Droppin' Loaves: A Bread Blog

Rugbrød

Posted: 2011 Jul 25 (Mon) 02:18 UTC

Rugbrød

My parents were coming over for dinner, so I wanted to make a bread for a Norwegian-style dinner. Pretty quickly in my searches, I came across a bread called "rugbrød", which I suppose simply means "rye bread". But the recipe I found had what seemed to be too much sugar, corn syrup, and grated orange peel. So I decided to make some alterations. Here are the final amounts, and I'll get into the story next.

I lost count, but I think those were the final amounts. That's not to say they were the correct amounts, just that that's how it ended up. Now the story.

My source is Daughters of Norway. I cut all the ingredient amounts in half because they said it would make two large loaves. The thing I should point out is the above list's amounts aren't the results of the initial calculation. They were telling me to use 2 cups of liquid and 3 cups of flour. It felt weird, but maybe they knew something I didn't.

As a side note, I couldn't find any graham flour, so I made some by combining all-purpose flour, wheat bran, and wheat germ in a ratio you can easily find online.

To continue, When I had finally mixed all the ingredients together, I was left with batter. Not dough, but batter. What one does in this situation is add more flour, but I had three kinds plus wheat bran and wheat germ. It took some doing to get a better consistency because I had to add little by little, a half cup at a time. And only later did I realize that I neglected to up the salt and orange rind as well. I don't even think I added enough fennel and caraway seeds. When I formed the dough into a loaf for the oven, I had a giant loaf roughly measuring 2 feet long.

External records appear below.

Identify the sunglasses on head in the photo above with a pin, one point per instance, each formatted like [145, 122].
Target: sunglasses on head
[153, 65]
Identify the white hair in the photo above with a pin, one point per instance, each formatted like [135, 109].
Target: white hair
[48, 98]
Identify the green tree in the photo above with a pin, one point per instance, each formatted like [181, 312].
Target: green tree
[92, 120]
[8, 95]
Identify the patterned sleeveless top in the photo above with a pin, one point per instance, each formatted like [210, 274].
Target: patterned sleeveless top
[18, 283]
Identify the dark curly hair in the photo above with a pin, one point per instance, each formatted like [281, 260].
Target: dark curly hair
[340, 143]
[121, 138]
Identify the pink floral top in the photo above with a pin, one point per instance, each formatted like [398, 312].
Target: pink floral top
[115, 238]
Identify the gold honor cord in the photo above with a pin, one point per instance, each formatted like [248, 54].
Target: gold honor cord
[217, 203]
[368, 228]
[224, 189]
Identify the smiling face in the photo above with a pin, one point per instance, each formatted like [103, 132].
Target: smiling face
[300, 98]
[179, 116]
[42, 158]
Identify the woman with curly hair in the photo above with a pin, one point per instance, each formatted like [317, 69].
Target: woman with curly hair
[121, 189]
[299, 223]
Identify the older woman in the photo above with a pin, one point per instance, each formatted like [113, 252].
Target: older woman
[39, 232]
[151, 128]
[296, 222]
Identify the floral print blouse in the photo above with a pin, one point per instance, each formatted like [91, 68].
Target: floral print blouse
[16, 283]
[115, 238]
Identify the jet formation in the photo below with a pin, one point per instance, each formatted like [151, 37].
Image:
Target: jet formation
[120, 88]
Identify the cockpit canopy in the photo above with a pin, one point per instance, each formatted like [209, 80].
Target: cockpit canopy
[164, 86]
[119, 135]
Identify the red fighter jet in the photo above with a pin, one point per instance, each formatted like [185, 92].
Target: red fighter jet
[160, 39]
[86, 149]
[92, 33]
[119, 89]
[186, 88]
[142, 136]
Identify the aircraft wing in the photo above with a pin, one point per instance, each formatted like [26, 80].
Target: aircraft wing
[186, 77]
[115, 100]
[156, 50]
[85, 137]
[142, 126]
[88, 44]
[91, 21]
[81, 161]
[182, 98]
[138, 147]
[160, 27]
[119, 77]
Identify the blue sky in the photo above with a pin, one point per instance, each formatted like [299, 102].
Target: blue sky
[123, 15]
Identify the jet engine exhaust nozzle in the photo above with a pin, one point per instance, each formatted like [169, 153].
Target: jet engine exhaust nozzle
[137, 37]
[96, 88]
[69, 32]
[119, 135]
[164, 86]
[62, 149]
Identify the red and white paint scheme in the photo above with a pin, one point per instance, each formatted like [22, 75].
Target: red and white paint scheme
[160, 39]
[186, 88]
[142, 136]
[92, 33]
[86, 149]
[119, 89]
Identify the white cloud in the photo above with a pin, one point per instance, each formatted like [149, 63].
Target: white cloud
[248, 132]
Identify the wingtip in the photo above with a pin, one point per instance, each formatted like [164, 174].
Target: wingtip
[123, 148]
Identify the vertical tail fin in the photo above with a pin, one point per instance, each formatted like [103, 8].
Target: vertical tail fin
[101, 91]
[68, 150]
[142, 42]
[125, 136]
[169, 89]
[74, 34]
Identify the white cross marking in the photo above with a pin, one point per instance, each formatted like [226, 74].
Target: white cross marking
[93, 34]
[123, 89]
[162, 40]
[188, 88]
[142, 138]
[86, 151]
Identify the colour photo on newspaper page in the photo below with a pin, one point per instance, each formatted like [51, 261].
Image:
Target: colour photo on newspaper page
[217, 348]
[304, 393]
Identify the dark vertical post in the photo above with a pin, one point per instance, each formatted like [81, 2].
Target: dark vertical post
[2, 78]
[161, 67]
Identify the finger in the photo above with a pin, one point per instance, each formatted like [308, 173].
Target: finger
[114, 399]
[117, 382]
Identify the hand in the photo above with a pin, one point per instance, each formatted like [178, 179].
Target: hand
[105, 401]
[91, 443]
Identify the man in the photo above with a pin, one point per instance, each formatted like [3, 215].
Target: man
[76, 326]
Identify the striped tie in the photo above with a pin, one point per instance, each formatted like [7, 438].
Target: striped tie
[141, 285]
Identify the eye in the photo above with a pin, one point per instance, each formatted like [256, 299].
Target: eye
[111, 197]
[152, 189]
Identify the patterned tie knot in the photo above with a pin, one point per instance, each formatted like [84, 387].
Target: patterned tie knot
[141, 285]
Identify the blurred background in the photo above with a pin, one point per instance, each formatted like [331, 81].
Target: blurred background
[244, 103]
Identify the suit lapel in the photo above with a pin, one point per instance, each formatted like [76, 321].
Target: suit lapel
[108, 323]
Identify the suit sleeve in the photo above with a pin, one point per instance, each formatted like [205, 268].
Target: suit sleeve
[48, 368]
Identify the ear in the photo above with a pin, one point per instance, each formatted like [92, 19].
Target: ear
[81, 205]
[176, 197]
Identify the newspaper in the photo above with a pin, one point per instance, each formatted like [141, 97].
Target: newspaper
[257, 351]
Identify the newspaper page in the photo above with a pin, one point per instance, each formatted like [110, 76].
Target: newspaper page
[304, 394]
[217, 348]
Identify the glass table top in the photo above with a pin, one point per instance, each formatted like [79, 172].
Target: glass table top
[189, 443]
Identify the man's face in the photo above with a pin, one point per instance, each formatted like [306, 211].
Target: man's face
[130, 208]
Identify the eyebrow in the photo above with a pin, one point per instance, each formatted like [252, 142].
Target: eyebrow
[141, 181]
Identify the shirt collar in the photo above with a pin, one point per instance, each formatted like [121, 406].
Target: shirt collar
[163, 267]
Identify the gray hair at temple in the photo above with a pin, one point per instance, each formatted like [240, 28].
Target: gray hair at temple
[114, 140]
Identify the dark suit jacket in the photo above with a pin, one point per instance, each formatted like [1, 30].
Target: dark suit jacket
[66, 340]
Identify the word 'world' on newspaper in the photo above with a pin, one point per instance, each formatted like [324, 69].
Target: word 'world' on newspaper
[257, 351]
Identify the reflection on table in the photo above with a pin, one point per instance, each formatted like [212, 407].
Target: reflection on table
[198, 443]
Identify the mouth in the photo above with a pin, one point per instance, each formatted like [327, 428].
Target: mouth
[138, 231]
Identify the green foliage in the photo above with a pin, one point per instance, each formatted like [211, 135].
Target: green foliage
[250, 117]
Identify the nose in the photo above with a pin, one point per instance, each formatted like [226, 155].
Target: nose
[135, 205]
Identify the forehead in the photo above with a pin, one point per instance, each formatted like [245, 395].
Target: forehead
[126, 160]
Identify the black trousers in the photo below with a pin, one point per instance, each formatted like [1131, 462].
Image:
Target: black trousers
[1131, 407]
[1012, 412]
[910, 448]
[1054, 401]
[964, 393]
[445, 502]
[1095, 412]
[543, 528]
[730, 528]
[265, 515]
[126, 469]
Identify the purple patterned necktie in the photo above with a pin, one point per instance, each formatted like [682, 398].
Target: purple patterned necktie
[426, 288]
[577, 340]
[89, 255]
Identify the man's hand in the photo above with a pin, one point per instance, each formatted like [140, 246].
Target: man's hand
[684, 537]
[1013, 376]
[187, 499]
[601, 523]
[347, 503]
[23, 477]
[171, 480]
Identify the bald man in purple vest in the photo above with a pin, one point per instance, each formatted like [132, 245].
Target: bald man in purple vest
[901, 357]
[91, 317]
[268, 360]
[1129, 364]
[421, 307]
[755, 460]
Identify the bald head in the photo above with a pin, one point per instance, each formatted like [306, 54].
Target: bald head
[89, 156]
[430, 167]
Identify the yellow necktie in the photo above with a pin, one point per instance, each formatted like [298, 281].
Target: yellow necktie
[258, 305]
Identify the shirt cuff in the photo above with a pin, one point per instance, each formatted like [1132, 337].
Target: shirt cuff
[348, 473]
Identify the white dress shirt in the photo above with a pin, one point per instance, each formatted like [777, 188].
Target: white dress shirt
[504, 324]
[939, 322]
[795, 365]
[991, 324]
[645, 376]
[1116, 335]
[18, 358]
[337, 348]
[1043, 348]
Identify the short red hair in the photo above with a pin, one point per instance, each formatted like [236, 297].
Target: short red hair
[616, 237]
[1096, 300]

Everyone seemed to have liked it, but I think it was low on the ingredients I mentionned above: salt, orange, and seeds.

Now, why did this go so wrong? I blame the original recipe. They had the wrong amount of liquids listed. By far. One of my loaves tends to have about 3 1/4 cups of flour and 1 cup of water. Given that ratio and the 3 cups of flour I had intended to put in this bread, I should have only had 0.9 cups of water. I had more than double that. Even accounting for the original recipe's large amounts of sugar and orange rind, they were completely wrong.

I'll keep this in mind and come back to this recipe in the future.

2019 UPDATE: More research on this shows me this is actually limpa, a Swedish bread, and rugbrød is Danish. Neither is Norwegian.